The example of balance
Balance is a prime example. Our aforementioned study validating the C3Logix app’s ability to quantify postural stability in older adults2 was an essential step toward translating the app’s balance component — which we call the Cleveland Clinic Balance App — for use in populations such as patients with PD, stroke, multiple sclerosis and mTBI.
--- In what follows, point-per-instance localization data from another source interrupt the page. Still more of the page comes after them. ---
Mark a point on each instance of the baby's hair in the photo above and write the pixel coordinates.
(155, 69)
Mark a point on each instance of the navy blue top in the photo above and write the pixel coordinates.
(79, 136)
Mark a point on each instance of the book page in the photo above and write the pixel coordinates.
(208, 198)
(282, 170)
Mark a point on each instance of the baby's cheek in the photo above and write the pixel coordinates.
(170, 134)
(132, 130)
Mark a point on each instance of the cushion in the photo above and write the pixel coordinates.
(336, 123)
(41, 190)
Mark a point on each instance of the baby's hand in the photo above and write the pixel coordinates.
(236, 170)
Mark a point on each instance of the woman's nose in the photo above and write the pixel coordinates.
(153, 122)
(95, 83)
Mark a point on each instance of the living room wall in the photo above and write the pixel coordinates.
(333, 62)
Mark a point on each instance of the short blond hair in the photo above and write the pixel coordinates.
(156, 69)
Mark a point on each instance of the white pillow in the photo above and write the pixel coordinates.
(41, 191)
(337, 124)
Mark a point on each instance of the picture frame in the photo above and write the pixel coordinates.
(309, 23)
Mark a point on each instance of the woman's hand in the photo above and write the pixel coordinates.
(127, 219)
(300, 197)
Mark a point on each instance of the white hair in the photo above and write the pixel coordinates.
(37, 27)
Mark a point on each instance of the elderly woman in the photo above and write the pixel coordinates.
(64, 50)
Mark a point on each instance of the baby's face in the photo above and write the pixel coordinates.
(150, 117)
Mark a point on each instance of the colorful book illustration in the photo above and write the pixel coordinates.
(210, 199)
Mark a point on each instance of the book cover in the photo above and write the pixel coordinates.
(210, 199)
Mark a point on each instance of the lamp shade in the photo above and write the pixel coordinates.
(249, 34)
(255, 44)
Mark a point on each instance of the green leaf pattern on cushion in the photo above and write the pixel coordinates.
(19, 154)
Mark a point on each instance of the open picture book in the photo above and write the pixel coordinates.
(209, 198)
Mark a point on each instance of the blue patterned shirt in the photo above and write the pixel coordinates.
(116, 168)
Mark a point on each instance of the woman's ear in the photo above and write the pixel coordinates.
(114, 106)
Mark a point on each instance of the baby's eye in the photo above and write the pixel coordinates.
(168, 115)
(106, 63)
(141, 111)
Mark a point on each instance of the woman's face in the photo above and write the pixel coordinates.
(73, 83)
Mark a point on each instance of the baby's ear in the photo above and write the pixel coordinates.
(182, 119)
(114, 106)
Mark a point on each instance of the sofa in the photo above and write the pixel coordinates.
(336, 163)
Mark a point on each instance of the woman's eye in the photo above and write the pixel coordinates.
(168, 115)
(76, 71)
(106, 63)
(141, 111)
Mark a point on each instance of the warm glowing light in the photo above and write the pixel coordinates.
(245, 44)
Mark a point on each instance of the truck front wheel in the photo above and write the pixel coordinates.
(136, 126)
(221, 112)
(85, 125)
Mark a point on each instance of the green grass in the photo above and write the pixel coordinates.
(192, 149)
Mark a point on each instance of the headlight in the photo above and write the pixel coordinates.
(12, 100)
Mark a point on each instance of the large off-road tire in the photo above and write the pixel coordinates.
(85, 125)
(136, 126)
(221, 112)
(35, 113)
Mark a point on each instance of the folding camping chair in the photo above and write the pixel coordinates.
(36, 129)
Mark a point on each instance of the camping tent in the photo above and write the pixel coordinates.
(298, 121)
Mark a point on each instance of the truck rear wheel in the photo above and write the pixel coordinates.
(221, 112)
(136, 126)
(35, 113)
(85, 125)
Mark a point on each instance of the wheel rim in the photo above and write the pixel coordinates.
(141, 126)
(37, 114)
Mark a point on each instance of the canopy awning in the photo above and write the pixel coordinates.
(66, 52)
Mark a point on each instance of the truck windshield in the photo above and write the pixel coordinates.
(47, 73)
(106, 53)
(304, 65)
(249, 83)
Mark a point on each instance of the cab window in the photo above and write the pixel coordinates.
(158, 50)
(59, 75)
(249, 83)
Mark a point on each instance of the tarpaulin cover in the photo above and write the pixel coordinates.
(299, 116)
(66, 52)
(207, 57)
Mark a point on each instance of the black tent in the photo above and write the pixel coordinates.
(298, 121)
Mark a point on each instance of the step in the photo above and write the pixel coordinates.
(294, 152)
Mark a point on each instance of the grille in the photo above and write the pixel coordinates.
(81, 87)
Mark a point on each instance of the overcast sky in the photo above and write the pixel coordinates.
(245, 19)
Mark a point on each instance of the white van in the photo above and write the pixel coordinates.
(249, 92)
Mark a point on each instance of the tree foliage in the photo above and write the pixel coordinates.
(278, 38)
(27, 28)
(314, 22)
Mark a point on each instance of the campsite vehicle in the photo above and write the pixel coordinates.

Another highly promising application of the Balance App is for falls prediction and prevention. Patient falls remain a stubbornly common and costly adverse event, and traditional fall-risk questionnaires are notoriously subjective, largely ineffective and lacking in precision. To address this challenge, we are conducting a pilot study in which Cleveland Clinic nurses will use the Balance App to quickly assess hospitalized patients’ postural stability to predict risk for falls and eventually guide prevention interventions accordingly. We will compare fall rates and associated costs between inpatients screened with the Balance App and those screened with traditional questionnaires.
We are working with a collaborator at a nursing home in western Pennsylvania to conduct a similar pilot study in the dependent care setting.
From electronic notebooks to data collection systems
Examples of similar spinoffs and adaptations of the C3Logix app apply to Cleveland Clinic’s emerging technology-enabled approaches to PD, multiple sclerosis and other conditions. Our goal is to strategically use complementary healthcare apps to transform mobile devices from expensive electronic notebooks into scalable data-collection systems. Predictive analytics will follow, which promise to bring improved outcomes, reduced cost and increased value.
Dr. Alberts is Director of the Concussion Center and Vice Chair for Health Technology Enablement in Cleveland Clinic’s Neurological Institute.
1. Alberts JL, Hirsch JR, Koop MM, et al. Quantification of postural stability using accelerometer and gyroscopic measures. J Athl Train. In press.
2. Ozinga SJ, Alberts JL. Quantification of postural stability in older adults using mobile technology. Exp Brain Res. 2014 Dec;232(12):3861-3872.